Malignant pleural mesothelioma (MPM) is an aggressive malignancy associated with high mortality.1 There are other malignancies that mimic MPM clinically and radiologically, presenting diagnostic challenges.2–6 In this report, we describe a case of a 57-year-old man with a clinical and radiological presentation in keeping with MPM or its mimics. However, pleural histological and immunohistochemistry showed no clear evidence for a specific line of differentiation, making management decisions difficult. His condition was labeled as an undifferentiated epithelioid malignant neoplasm.

Case Report

A 57-year-old Egyptian man presented with a three-month history of left flank pain radiating to the left chest. He had lost 10 kg weight. He was a non-smoker and had no other respiratory symptoms. As an electrical engineer, he worked mainly as a researcher and had no significant exposure to asbestos. There was no other significant medical history, including urinary complaints. He sought medical advice and was investigated for the presence of renal calculi; however computed tomography renal was normal. Clinical examination revealed reduced breath sounds, reduced vocal resonance, and dullness over the left lower chest with no significant lymphadenopathy. Other systemic examination results were unremarkable.

Initial laboratory investigations (electrolytes, liver function test, serum calcium and phosphate, and urine analysis) were unremarkable apart from normocytic normochromic anemia with a hemoglobin level of 10.4 g/dL. The chest X-ray showed blunting of the left costophrenic angle [Figure 1]. High-resolution computed tomography of the chest showed diffuse circumferential nodular pleural thickening encasing the left lung with a mild to moderate pleural effusion and direct invasion of the posterior part of the ninth rib and left pericardium. [Figure 2]. Further characterization by a positron emission tomography (PET) scan showed extensive fluorodeoxyglucose uptake revealing left pleural thickening and entire left hemithorax extending into the adjacent mediastinum. There was a bony erosion of this mass onto the posterior aspects of the left ninth rib and the transverse process of the T9 vertebra. There were multiple FDG-avid retroperitoneal lymph nodes with a maximum standard unit value of 8.7. The left adrenal gland was nodular and demonstrated increased FDG uptake (standard unit value = 4.6) [Figure 3].

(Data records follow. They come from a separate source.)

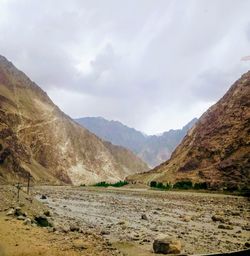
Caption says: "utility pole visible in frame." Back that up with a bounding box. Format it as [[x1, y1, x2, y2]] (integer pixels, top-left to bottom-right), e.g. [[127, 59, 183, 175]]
[[16, 183, 22, 203], [27, 173, 31, 194]]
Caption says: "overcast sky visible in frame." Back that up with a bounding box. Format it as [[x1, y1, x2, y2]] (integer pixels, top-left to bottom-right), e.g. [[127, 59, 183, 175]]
[[0, 0, 250, 134]]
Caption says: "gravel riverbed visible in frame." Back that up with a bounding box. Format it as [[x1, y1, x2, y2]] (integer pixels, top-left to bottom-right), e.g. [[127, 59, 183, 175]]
[[33, 187, 250, 255]]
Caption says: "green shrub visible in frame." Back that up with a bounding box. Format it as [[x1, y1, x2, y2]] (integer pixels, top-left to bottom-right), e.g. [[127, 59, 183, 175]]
[[194, 182, 208, 189], [94, 181, 128, 187], [150, 181, 172, 190], [150, 181, 157, 188], [173, 180, 193, 189]]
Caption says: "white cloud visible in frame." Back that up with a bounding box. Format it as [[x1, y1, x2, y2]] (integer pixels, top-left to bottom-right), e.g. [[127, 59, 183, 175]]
[[0, 0, 250, 133]]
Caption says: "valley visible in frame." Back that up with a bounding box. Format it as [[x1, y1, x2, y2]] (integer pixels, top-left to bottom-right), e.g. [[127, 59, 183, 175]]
[[33, 185, 250, 255]]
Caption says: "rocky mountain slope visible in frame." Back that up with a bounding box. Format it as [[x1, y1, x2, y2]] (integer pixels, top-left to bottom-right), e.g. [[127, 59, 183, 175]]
[[0, 56, 148, 184], [76, 117, 197, 167], [129, 71, 250, 189]]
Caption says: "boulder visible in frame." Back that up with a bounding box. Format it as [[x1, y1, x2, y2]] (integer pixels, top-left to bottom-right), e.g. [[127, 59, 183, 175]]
[[153, 237, 181, 254], [34, 215, 53, 227], [69, 224, 80, 232], [23, 218, 32, 226], [212, 214, 225, 222], [15, 206, 24, 216], [218, 224, 233, 230], [17, 215, 25, 220], [6, 208, 15, 216]]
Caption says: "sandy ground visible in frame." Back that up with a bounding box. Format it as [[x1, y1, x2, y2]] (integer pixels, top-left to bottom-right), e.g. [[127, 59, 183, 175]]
[[33, 187, 250, 256], [0, 186, 119, 256]]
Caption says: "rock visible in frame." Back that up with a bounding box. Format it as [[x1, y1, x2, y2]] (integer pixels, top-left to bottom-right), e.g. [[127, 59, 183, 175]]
[[218, 224, 233, 230], [34, 215, 53, 227], [69, 224, 80, 232], [245, 242, 250, 248], [23, 218, 32, 226], [212, 214, 225, 222], [101, 230, 110, 235], [43, 211, 51, 217], [6, 208, 15, 216], [153, 237, 181, 254], [241, 225, 250, 231], [17, 215, 25, 220], [15, 206, 24, 216], [73, 240, 88, 250], [181, 215, 191, 222]]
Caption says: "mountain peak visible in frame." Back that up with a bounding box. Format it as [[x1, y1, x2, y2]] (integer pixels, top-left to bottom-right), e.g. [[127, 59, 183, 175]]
[[131, 72, 250, 189]]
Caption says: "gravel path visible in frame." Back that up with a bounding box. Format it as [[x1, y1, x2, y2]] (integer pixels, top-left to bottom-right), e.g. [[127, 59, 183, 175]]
[[35, 187, 250, 255]]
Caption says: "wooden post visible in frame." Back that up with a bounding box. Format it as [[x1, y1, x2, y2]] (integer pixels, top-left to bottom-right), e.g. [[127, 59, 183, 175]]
[[27, 173, 31, 194], [16, 183, 21, 203]]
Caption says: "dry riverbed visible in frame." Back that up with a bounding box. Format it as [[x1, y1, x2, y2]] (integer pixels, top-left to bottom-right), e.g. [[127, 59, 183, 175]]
[[33, 187, 250, 256]]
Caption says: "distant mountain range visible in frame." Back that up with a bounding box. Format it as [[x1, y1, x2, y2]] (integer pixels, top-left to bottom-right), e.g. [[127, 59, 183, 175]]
[[75, 117, 197, 167], [128, 71, 250, 190], [0, 56, 148, 185]]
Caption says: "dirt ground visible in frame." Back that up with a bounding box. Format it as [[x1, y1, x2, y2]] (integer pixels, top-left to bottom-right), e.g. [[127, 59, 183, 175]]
[[0, 186, 119, 256], [33, 187, 250, 256]]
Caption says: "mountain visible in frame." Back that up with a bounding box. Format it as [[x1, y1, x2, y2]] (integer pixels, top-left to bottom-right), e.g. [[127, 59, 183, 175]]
[[75, 117, 197, 167], [0, 56, 148, 184], [128, 71, 250, 189]]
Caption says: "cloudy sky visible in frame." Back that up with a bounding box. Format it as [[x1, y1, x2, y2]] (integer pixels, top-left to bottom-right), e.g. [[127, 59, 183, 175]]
[[0, 0, 250, 134]]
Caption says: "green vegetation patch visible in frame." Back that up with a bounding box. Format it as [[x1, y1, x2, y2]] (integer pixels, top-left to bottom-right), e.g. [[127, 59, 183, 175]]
[[94, 181, 128, 188]]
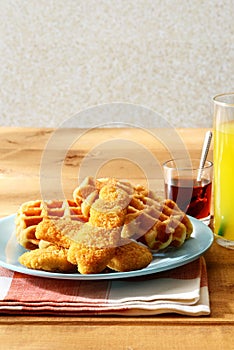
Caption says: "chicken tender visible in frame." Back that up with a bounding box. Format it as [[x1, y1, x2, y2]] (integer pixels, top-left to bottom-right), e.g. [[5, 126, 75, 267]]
[[19, 246, 76, 272], [89, 198, 126, 229], [67, 243, 115, 274], [107, 241, 153, 272], [72, 222, 121, 249], [35, 218, 84, 248]]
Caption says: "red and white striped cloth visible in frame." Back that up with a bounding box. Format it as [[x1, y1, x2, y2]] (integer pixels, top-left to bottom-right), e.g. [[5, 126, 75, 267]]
[[0, 257, 210, 316]]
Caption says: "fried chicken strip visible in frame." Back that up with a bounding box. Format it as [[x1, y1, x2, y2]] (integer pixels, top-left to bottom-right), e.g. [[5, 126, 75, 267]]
[[107, 241, 153, 272], [19, 245, 76, 272]]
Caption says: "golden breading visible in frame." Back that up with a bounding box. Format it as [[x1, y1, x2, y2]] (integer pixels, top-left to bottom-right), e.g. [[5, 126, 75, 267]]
[[89, 199, 126, 229], [19, 246, 77, 272], [107, 242, 153, 272], [72, 222, 121, 249], [67, 243, 115, 274], [15, 199, 87, 250], [35, 218, 84, 248]]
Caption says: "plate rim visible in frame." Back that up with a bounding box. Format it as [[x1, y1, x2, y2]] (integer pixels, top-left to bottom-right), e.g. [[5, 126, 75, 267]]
[[0, 214, 214, 281]]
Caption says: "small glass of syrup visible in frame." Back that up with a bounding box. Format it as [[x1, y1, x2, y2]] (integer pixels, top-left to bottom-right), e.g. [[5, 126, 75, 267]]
[[163, 158, 213, 225]]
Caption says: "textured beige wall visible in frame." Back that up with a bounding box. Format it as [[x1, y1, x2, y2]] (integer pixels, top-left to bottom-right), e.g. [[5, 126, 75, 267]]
[[0, 0, 234, 127]]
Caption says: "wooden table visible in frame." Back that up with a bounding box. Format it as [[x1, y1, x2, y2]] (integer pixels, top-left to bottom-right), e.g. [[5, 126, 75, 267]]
[[0, 128, 234, 350]]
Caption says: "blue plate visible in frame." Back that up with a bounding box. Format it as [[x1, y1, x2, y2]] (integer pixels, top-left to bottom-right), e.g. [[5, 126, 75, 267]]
[[0, 215, 214, 280]]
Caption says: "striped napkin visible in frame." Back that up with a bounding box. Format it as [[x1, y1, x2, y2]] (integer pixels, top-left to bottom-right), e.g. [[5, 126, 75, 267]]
[[0, 257, 210, 316]]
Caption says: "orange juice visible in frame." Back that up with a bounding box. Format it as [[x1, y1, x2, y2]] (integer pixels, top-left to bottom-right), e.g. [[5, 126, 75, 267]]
[[214, 121, 234, 241]]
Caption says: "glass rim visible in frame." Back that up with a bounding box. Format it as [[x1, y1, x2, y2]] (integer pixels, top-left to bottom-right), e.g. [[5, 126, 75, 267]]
[[162, 158, 213, 171], [213, 92, 234, 107]]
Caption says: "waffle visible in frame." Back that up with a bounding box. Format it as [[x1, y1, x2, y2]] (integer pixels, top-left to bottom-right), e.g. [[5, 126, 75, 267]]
[[73, 178, 193, 251], [15, 199, 86, 250], [121, 194, 193, 251]]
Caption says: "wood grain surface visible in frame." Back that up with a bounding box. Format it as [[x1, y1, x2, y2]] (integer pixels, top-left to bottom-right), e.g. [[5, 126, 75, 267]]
[[0, 128, 234, 350]]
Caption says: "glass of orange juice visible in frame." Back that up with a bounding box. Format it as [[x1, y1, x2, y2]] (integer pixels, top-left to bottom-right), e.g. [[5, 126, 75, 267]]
[[213, 92, 234, 249]]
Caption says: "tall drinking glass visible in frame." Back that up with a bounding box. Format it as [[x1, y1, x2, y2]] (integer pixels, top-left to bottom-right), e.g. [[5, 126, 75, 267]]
[[213, 92, 234, 249]]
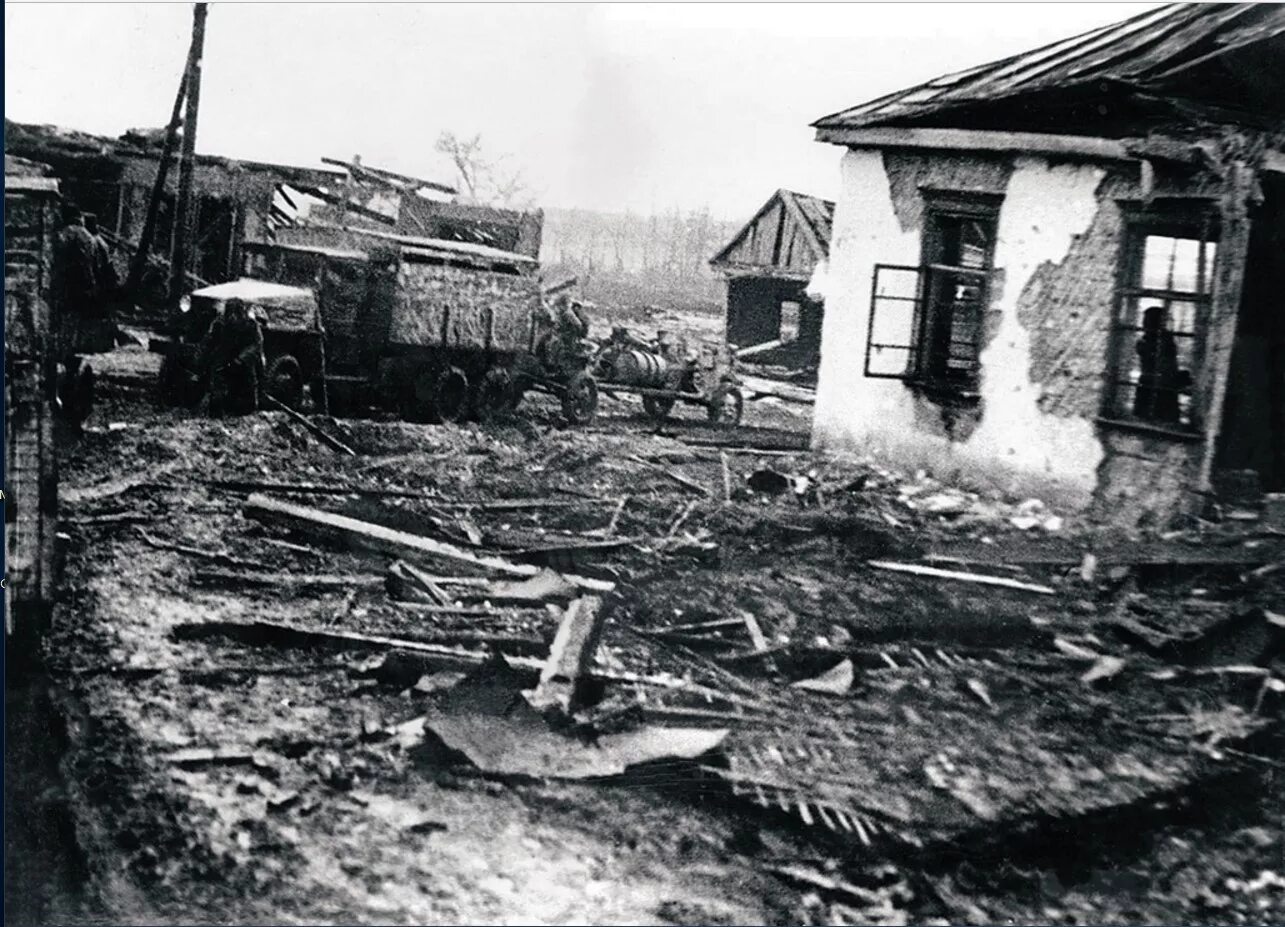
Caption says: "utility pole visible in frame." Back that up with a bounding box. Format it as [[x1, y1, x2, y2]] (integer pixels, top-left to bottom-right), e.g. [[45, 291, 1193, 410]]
[[170, 3, 208, 303], [125, 64, 191, 296]]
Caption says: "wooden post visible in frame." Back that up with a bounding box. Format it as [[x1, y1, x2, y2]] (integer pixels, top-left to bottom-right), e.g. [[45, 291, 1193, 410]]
[[170, 3, 208, 302], [125, 55, 195, 293], [529, 595, 607, 711], [1198, 161, 1258, 498]]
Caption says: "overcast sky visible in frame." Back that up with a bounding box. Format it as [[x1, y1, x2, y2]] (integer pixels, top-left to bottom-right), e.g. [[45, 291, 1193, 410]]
[[4, 3, 1154, 219]]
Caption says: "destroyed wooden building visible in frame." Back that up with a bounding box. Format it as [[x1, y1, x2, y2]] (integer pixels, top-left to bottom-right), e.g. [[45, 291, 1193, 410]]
[[813, 4, 1285, 523], [5, 121, 544, 307], [709, 190, 834, 365]]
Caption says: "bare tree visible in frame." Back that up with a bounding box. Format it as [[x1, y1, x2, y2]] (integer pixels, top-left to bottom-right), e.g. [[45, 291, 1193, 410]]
[[436, 131, 531, 208]]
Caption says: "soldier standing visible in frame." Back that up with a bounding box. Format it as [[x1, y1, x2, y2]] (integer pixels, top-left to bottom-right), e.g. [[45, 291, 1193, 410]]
[[200, 298, 263, 417]]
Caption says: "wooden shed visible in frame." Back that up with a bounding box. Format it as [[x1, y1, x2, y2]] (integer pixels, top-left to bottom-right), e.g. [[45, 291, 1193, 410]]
[[709, 190, 834, 365]]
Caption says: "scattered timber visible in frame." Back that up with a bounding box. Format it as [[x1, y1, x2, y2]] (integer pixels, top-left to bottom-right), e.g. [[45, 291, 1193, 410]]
[[139, 528, 262, 570], [736, 338, 785, 359], [630, 454, 709, 496], [529, 595, 607, 712], [740, 374, 816, 405], [263, 395, 357, 456], [866, 561, 1056, 595], [193, 570, 384, 591], [244, 494, 616, 591]]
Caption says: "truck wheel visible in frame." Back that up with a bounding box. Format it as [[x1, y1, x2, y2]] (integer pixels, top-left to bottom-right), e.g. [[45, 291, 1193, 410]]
[[563, 373, 598, 424], [58, 360, 96, 426], [643, 396, 673, 422], [477, 366, 517, 422], [263, 354, 303, 409], [433, 366, 469, 422], [707, 383, 745, 426]]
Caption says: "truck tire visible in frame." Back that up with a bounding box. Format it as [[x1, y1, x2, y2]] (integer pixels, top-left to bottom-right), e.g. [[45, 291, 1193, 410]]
[[263, 354, 303, 409], [643, 396, 675, 422], [433, 366, 469, 422], [705, 383, 745, 427], [475, 366, 517, 422], [562, 373, 598, 424]]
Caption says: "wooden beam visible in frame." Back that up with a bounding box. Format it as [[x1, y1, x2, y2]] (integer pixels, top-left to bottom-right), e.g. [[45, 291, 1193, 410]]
[[867, 561, 1058, 595], [816, 127, 1132, 161], [529, 595, 607, 712], [169, 3, 209, 305], [1196, 161, 1258, 494], [243, 494, 616, 591]]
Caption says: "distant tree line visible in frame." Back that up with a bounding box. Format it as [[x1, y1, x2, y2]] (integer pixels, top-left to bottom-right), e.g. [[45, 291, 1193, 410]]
[[540, 207, 739, 311]]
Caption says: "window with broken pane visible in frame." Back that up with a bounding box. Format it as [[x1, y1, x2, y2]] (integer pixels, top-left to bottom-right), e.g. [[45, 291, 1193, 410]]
[[866, 194, 1000, 396], [1108, 222, 1217, 431]]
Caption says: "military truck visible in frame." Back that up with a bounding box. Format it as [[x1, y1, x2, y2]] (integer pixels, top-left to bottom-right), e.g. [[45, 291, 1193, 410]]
[[150, 279, 325, 408], [162, 228, 598, 423]]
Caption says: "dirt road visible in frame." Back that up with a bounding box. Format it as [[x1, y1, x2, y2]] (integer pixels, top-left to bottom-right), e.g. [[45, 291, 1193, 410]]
[[20, 344, 1285, 923]]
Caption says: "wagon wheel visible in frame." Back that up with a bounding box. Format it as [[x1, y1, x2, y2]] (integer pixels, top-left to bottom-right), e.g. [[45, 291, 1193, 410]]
[[643, 396, 675, 422], [433, 366, 469, 422], [563, 373, 598, 424], [707, 383, 745, 426], [263, 354, 303, 409], [477, 366, 517, 422]]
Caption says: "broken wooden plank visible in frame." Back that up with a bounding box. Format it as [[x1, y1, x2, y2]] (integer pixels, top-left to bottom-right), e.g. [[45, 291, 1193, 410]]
[[244, 494, 616, 591], [630, 454, 709, 498], [866, 561, 1058, 595], [263, 393, 357, 456], [740, 611, 767, 653], [193, 570, 384, 591], [386, 561, 451, 606], [529, 595, 607, 712], [664, 500, 696, 541], [137, 528, 262, 570]]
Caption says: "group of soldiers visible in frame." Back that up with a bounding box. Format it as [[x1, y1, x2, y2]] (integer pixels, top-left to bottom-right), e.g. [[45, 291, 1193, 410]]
[[51, 206, 263, 423]]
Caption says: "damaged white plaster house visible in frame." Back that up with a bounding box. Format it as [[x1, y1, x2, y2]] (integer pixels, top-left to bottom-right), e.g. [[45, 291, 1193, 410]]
[[813, 4, 1285, 523]]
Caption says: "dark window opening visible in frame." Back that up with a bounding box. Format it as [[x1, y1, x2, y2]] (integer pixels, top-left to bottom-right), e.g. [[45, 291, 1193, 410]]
[[1106, 221, 1217, 432], [866, 197, 1000, 397], [780, 301, 799, 341]]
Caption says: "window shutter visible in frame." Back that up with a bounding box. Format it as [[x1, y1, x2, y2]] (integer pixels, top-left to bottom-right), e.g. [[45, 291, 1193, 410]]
[[865, 264, 924, 379]]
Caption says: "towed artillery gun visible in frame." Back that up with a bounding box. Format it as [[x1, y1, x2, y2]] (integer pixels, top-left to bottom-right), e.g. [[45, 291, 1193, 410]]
[[594, 328, 745, 426]]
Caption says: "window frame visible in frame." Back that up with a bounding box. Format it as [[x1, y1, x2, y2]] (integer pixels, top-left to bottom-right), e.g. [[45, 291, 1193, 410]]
[[1097, 199, 1221, 441], [864, 188, 1004, 401]]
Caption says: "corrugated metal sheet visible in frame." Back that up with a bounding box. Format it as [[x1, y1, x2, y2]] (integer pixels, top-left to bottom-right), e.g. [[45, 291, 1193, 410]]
[[813, 4, 1285, 129], [709, 190, 834, 275]]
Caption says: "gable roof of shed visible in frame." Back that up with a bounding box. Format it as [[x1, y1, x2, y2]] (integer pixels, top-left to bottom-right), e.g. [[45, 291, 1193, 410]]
[[812, 3, 1285, 136], [709, 189, 834, 274]]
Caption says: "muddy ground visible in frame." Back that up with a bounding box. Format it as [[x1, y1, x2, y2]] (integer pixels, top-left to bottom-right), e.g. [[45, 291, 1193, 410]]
[[6, 342, 1285, 924]]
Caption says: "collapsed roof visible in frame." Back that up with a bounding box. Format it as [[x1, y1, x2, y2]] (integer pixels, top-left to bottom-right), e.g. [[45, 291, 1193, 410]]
[[709, 189, 834, 279], [813, 4, 1285, 143]]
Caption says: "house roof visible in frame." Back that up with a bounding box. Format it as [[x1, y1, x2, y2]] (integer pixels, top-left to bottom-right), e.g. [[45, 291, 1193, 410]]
[[709, 189, 834, 278], [813, 3, 1285, 140]]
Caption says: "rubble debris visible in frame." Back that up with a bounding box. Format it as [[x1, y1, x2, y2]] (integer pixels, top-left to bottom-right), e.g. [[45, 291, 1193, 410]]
[[193, 570, 384, 591], [475, 570, 577, 604], [866, 561, 1056, 595], [263, 393, 357, 456], [136, 528, 262, 570], [792, 657, 856, 696], [663, 500, 696, 541], [384, 561, 451, 606], [1079, 654, 1127, 685], [244, 494, 616, 591], [529, 595, 607, 714], [167, 747, 254, 769], [630, 454, 709, 499], [423, 657, 727, 779]]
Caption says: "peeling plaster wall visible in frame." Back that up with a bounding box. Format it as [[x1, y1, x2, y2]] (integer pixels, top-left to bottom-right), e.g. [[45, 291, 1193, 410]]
[[812, 150, 1118, 508]]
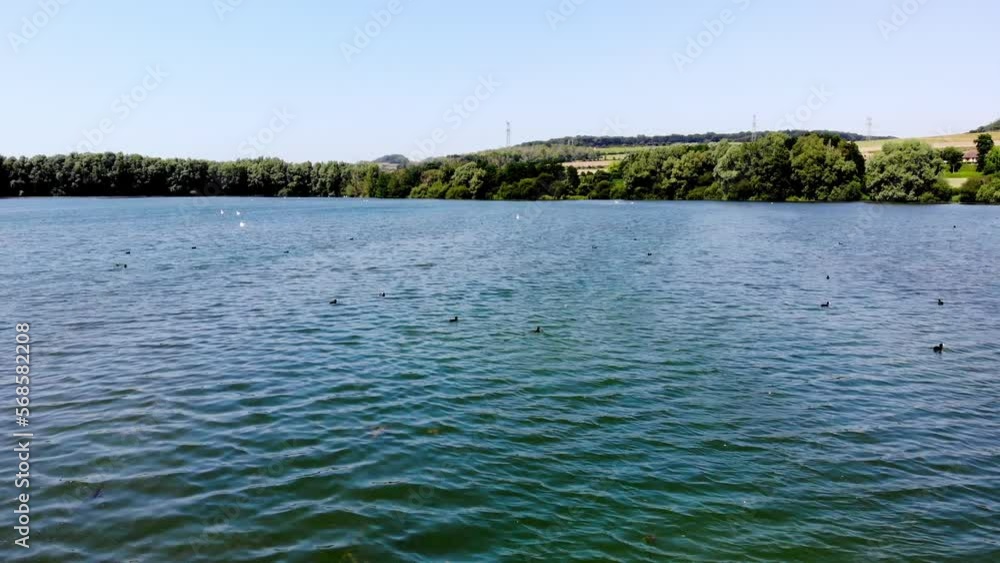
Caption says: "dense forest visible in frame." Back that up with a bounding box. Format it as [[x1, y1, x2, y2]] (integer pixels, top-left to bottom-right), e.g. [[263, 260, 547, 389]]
[[521, 130, 892, 149], [0, 133, 1000, 203]]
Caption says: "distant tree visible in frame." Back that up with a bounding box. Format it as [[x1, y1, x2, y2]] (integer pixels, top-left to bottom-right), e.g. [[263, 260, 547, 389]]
[[448, 162, 486, 199], [940, 147, 965, 172], [868, 141, 944, 202], [568, 166, 580, 196], [976, 133, 994, 172], [375, 154, 410, 166], [983, 147, 1000, 175], [792, 135, 861, 201], [976, 176, 1000, 204], [0, 155, 9, 197], [715, 133, 792, 201]]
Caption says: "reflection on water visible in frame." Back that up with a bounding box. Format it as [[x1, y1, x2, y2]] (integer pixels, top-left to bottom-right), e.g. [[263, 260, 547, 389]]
[[0, 199, 1000, 562]]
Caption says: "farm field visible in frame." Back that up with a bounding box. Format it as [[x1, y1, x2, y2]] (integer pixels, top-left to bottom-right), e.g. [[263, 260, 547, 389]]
[[858, 131, 1000, 157]]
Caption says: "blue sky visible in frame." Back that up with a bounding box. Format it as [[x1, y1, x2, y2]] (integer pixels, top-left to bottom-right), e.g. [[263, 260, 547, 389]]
[[0, 0, 1000, 161]]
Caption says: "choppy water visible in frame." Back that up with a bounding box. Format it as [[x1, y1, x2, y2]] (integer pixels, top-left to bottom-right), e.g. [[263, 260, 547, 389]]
[[0, 199, 1000, 563]]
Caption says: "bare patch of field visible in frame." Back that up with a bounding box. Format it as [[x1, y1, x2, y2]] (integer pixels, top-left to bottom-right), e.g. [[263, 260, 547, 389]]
[[858, 131, 1000, 157]]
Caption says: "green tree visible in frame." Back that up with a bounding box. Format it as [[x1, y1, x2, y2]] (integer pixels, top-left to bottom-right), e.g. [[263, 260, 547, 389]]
[[983, 147, 1000, 174], [715, 133, 793, 201], [868, 141, 944, 202], [792, 135, 861, 201], [940, 147, 965, 172], [976, 133, 995, 172], [976, 176, 1000, 204]]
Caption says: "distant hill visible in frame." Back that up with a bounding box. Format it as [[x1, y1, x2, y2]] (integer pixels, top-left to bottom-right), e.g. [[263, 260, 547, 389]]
[[375, 154, 410, 166], [520, 131, 892, 149], [969, 119, 1000, 133]]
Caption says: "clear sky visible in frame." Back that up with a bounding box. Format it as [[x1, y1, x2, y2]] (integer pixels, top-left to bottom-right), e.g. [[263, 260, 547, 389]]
[[0, 0, 1000, 161]]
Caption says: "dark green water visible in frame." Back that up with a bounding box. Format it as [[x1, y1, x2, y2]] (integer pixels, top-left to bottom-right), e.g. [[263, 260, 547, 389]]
[[0, 199, 1000, 563]]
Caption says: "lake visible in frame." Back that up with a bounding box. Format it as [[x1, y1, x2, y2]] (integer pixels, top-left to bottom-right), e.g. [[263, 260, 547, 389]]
[[0, 199, 1000, 563]]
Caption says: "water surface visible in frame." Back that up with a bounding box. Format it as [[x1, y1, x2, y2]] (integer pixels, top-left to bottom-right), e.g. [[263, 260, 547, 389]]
[[0, 199, 1000, 563]]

Video-assisted thoracoscopic surgery revealed hemorrhagic pleural fluid, nodular thickening of the pleura with high vascularity, and nodules over the left diaphragm. Multiple pleural biopsies were taken. Pleural fluid cytology revealed many lymphocytes, some neutrophils and eosinophils, and occasional atypical cells. Tuberculosis GeneXpert was negative from the biopsy sample. No mycobacteria were isolated from the culture. Histopathology showed that the tissue was infiltrated by predominantly epithelioid cells with pale cytoplasm and large atypical vesicular nuclei with prominent nucleoli. These tumor cells were associated with a variable inflammatory infiltrate, including prominent histiocytes. Many mitotic figures, including atypical forms, were seen [Figure 4].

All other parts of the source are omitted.